State Rep. Dave Belton supported the change and accused the current BOER board of being quarrelsome and inefficient.
“In general, Morgan County is awash with well-running, fair-minded boards which bring people from all sides together in mutual agreements. As chronicled by many newspaper articles in several different venues over several years, the Morgan County Board of Elections is an unfortunate exception to this happy rule,” said Belton.
“There have been many well-documented instances of dysfunction within this board, the most important being that virtually every vote ends up in a two-to-two tie, with the Chairman breaking the tie on every vote. Thus, this five person board has become a de facto one-person board in which the Chairman must make every decision.”
Butler said she believes the Democratic appointees are being targeted for advocating policies that expand voting rights.
“We want people to have easy access to voting. We want the process to be transparent and we want to educate people on the process,” said Butler. “A large portion of the Democrats in Morgan are people of color. This change is going to result in taking away their ability to have representation in how elections are run.”
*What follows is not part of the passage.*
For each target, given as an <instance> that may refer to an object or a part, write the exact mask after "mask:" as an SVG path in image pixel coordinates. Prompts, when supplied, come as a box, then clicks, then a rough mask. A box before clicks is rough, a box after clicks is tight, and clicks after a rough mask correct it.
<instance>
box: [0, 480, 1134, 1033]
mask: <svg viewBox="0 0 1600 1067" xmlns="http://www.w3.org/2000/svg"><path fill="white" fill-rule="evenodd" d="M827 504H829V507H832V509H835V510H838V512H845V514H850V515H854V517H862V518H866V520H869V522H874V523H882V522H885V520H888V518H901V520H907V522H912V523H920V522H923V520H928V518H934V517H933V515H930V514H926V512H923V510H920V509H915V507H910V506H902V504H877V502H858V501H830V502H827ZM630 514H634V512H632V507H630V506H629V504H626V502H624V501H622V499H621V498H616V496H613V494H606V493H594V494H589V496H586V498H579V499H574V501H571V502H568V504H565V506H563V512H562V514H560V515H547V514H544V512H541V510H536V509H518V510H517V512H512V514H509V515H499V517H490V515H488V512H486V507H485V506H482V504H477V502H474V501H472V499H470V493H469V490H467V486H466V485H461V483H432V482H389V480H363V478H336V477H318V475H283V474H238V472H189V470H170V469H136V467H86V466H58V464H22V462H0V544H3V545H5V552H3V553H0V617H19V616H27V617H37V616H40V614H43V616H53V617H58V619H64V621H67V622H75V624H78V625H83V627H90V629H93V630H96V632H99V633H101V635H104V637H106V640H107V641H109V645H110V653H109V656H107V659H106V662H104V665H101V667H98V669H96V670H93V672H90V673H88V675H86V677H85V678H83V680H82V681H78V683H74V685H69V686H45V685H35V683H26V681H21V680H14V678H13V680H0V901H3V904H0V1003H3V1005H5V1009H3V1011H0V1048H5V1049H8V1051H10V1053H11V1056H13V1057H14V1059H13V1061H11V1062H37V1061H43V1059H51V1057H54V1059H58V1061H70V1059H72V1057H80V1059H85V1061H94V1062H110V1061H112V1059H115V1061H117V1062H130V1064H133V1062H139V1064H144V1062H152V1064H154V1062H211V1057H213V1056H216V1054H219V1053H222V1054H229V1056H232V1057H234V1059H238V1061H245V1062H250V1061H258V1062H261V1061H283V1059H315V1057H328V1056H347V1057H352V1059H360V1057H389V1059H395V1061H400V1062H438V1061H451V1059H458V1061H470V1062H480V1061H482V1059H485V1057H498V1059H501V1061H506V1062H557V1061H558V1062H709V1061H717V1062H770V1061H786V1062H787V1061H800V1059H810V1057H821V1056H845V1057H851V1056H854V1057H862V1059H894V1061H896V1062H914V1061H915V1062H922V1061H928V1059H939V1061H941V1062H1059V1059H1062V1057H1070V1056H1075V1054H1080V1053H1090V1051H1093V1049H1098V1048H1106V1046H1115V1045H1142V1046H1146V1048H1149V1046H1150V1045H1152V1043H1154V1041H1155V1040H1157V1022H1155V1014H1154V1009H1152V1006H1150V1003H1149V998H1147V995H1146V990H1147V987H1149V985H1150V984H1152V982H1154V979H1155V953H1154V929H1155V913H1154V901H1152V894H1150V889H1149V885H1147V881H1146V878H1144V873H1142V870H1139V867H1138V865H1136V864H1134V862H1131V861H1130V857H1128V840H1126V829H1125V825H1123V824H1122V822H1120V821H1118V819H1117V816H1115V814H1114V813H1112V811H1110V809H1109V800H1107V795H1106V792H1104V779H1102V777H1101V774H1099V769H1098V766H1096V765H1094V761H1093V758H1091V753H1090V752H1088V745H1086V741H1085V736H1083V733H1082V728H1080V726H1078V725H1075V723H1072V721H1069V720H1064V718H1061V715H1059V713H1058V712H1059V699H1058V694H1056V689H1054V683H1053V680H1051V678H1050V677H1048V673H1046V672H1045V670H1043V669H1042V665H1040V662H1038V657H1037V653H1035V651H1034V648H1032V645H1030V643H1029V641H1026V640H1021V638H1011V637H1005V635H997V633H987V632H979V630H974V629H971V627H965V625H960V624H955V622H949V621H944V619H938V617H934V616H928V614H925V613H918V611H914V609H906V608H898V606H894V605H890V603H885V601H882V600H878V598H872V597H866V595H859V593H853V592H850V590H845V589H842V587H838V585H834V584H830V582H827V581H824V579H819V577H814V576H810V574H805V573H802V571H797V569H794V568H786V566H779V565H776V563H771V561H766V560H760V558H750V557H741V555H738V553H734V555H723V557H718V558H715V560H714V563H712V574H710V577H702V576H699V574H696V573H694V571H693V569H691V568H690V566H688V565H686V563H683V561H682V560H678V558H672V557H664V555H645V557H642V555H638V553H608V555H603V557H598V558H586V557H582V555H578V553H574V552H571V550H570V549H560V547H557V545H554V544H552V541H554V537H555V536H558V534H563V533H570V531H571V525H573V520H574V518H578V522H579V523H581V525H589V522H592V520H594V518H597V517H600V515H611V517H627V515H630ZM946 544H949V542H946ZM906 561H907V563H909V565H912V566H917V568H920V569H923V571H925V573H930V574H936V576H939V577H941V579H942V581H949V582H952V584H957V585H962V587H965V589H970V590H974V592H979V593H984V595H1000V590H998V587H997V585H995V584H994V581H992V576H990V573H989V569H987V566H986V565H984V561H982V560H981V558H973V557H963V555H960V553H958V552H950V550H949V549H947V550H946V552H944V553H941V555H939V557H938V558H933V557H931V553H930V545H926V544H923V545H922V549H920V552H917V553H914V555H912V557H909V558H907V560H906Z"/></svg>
Butler also called the county-controlled appointment process a serious “conflict of interest” for commissioners.
“Elected officials should not determine who gets to run elections. It sounds unethical. It smells partisan even though it may not be, but it gives the appearance that it is. And most of all, it takes the voice away of a large swath of the county on our election board,” said Butler. “We think it is detrimental because it’s unethical that elected officials would try to stack the board, deciding who gets to run elections — especially, in this climate where people have been distrusting the process. They don’t want certain people to have a voice in how our elections are run and they don’t want transparency and they don’t want us advocating for easy access to voting.”
County Manager Adam Mestres promised that all BOER members will not be judged by their political allegiances.
“When we make appointments for other boards, we do not ask people what their political party is,” said Mestres. “We think this will be a better way to make appointments as we continue to ensure safe, fair and efficient elections for the citizens of Morgan County.”
The Morgan Board of Commissioners will review applications for the five BOER seats and will vote on appointments later this month. New members will finish out the terms of the current BOER members beginning on July 1, 2021.